I wasn't starving, but I was a bit peckish. We usually had a lot of time to search, but we were called in last minute and the Vice President was ten minutes away. It was then that my sergeant taught me how to search a room expediently. You see the reason we were there was to make sure no one blew up whichever VIP we were protecting. Back in the 80's, they didn’t have a bunch of micro circuit boards and tiny power supplies. Hiding a bomb that could be remotely controlled was hard to do and left signs. Or, it was wired into existing power supplies. So, while my sergeant hit the bathroom and turned on and off all of the switches and gizmos, I jumped up and down on the bed and chairs. Yeah, you guessed it. If there was something there, it would go off one us instead of the Vice President. But hey, we got an extra $150 a month hazardous duty pay!
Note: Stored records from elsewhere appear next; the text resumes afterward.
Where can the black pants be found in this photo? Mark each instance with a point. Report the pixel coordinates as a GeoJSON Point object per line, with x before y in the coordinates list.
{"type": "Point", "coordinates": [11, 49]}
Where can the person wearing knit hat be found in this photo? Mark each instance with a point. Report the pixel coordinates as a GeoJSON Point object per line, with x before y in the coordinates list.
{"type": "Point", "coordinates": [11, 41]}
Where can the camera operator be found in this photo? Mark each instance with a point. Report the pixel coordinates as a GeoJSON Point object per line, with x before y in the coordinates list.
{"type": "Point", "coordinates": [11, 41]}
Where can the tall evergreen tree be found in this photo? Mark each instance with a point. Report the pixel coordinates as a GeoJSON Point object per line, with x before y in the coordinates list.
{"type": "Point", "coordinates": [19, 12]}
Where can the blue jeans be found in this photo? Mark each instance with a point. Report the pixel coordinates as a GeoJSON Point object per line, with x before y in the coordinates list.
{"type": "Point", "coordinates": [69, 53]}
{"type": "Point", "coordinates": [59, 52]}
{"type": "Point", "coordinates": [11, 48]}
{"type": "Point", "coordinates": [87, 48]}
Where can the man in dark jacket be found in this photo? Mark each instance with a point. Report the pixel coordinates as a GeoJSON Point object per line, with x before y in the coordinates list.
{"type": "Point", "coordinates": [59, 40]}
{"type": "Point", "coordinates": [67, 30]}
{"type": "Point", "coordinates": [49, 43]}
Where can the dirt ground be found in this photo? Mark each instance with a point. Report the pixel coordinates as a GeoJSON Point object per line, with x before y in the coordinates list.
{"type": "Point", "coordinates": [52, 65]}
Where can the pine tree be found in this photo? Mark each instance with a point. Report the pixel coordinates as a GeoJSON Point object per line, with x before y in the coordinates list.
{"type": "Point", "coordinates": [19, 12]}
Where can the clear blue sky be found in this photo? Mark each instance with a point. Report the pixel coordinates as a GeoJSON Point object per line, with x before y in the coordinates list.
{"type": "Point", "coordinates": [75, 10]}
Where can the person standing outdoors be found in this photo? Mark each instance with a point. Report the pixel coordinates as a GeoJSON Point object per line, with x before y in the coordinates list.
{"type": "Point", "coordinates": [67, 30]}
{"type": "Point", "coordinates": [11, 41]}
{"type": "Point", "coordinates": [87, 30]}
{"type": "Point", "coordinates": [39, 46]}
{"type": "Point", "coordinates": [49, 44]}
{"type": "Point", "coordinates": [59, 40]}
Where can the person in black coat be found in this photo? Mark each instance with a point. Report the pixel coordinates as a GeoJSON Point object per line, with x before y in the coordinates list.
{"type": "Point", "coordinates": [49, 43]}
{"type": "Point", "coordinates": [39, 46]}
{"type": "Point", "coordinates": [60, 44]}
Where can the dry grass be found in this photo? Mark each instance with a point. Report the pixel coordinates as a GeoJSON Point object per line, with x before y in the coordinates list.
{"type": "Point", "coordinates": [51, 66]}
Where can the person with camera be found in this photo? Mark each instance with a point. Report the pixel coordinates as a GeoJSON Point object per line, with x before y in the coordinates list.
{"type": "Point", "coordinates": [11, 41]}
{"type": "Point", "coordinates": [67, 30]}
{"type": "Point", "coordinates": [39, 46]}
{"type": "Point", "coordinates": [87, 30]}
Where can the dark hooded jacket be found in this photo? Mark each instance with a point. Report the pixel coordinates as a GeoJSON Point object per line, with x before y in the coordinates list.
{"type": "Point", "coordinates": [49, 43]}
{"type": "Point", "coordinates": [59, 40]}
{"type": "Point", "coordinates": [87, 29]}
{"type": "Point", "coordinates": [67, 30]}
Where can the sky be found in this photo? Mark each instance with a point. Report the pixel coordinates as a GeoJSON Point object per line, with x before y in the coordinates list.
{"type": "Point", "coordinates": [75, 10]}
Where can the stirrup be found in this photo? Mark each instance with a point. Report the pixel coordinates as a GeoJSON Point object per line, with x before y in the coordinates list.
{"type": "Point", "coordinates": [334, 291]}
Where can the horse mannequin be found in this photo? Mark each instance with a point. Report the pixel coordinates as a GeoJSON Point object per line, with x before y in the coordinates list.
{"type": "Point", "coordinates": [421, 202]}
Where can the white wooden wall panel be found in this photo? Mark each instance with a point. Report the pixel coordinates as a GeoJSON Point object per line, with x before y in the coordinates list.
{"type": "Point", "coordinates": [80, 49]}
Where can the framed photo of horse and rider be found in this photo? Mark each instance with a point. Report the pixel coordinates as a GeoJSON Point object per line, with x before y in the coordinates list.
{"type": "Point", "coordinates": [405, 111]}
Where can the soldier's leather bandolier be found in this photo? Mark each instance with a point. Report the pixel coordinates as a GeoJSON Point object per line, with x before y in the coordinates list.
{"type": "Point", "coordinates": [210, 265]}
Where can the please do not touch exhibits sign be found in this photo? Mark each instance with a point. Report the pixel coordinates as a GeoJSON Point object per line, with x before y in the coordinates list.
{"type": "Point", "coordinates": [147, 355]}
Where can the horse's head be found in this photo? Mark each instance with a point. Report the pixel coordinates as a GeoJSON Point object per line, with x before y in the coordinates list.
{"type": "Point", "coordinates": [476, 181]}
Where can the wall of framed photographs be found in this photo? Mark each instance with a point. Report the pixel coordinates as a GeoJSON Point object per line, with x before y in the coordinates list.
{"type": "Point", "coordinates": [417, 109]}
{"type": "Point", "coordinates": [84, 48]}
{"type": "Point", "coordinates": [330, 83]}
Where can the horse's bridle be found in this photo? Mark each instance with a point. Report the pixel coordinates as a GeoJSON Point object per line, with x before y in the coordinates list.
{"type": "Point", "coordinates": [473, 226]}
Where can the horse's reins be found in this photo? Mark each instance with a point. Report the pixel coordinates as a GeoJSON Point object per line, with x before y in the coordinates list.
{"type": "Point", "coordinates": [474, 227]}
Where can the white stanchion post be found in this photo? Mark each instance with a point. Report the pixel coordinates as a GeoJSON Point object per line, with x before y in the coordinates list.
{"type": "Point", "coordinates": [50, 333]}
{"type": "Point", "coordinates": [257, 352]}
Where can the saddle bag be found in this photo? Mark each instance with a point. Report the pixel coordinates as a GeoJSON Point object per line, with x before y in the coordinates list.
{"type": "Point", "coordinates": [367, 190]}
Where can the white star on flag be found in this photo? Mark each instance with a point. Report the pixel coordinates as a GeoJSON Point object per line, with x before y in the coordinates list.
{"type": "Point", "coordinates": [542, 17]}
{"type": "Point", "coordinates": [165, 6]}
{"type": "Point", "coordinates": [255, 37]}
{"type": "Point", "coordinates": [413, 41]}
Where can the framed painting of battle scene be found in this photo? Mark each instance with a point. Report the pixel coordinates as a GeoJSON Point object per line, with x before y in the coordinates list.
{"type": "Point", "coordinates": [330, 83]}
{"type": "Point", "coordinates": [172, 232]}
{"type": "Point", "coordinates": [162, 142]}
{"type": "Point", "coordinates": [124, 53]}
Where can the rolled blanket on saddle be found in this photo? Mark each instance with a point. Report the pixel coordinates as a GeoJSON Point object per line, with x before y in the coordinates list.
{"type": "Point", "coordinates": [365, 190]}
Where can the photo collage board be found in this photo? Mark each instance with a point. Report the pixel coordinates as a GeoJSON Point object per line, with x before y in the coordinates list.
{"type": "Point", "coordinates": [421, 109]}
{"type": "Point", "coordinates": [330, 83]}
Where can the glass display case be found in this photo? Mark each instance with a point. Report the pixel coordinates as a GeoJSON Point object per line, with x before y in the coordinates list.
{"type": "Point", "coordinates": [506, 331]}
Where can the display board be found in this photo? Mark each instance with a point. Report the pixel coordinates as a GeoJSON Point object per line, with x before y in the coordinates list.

It was while I was bouncing on the bed, that I noticed the plate of cookies on the bedside table. It was a big plate and they were big cookies.
Six of them.
I knew I didn’t have much time. My sergeant would never approve, but it occurred to me that six just didn't look right on the plate. Five, if arranged properly would not only look better, but seriously, how many big ass cookies did one Vice President need?
It was so big it wouldn't fit in my jacket pocket so I had to break it into four pieces. I rearranged the cookies that were left and brushed the crumb evidence off my hands and suit. We were in and out of that room in less than five minutes. A Secret Service agent, with requisite stick in his ass, was waiting to guard the room. I smiled and waved at him and we walked away. My sergeant suggested we go up to the roof, so I followed. We were in Boston, and it was a warm spring day and the view was magnificent. I was feeling pretty good, until my sergeant said, "Okay, hand over the cookie."
Apparently he'd done the math and noticed six had become five. I figured my ass was grass. I pulled out the four pieces and he studied them and then me. Then he took two of the pieces and quickly gobbled them down. "This never happened," he said and walked back to the elevator.
It was a damned good cookie. Too bad there hadn't been any milk.